Malignant edema is caused by Clostridium septicum, often accompanied by other clostridial species, and occurs worldwide. The organism is found in soil and the intestinal tracts of animals and man. Infection usually occurs through contamination of wounds containing devitalized tissue, actual soil or some other tissue irritant (such as some injectable medications.) Wounds caused by accidents, castration, tail docking , dirty needles and parturition may become infected.
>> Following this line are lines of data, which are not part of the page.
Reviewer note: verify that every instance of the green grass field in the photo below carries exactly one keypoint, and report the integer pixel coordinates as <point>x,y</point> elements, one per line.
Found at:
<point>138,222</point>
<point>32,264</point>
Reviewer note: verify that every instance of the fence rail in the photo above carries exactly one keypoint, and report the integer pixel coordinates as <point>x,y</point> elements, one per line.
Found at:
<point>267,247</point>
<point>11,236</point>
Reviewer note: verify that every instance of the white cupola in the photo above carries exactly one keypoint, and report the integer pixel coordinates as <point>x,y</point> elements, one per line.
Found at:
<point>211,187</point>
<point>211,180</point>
The organism causing malignant edema is not endogenous (already present) in the animal, as in blackleg, but is introduced through some external means. Signs of infection develop within a few hours or days after the predisposing injury. The local lesions are soft swellings that pit on pressure and spread rapidly because of the production of large amounts of exudate (pus and serum) that infiltrate the subcutaneous and intramuscular connective tissue of the affected area. The muscle in the involved area will be dark red to black, thus the name false blackleg. It is reported that accumulations of gas is uncommon, but definitely can occur in an identical fashion to blackleg. Laboratory tests can confirm the present of C septicum in a wound, however, it is a rapid postmortem invader, and specimens taken more than 24 hours after death may not be significant. Malignant edema is not contagious, and requires introduction of the organism through some sort of trauma. Certain soils may in fact have higher levels of the spores present, but these have to be introduced into the body; they are not ingested as is the case for blackleg. Treatment can be attempted with high doses of penicillin which may be curative if caught early enough. Injection of penicillin around the periphery of the lesion may prevent the rapid spread of infection, although if this approach works, the affected area may still slough.
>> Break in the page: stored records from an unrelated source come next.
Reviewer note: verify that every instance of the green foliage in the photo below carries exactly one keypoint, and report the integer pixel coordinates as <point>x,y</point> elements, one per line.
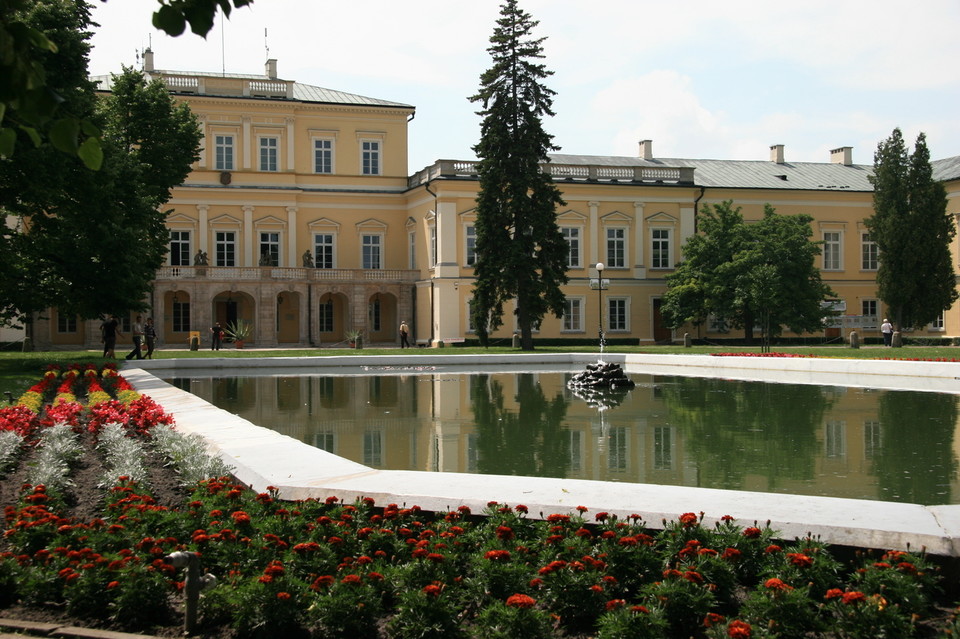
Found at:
<point>521,253</point>
<point>89,242</point>
<point>747,275</point>
<point>913,233</point>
Prevention is highly effective with the use of bacterins or a bacterin/toxoid combination. Malignant edema can affect any age cattle, and vaccinations can begin as early as 2 months of age with booster doses as appropriate. In high risk areas, yearly vaccinations are recommended for the entire cow herd.
Bacterins for blackleg and malignant edema are often found in combination with bacterins for a number of clostridial diseases, and sometimes tetanus toxoid. The bacterins can cause a pretty dramatic swelling that will eventually disappear over weeks and sometimes months. It is possible that these swellings will occasionally develop into sterile abscesses and either break open and drain spontaneously, or require intervention to induce drainage. There are newer vaccines available that are lower dose and less likely to cause large blemishes. While the lumps are unsightly and the abscesses inconvenient, vaccination is the only method to prevent these diseases and treatment is for the most part worthless unless caught very early.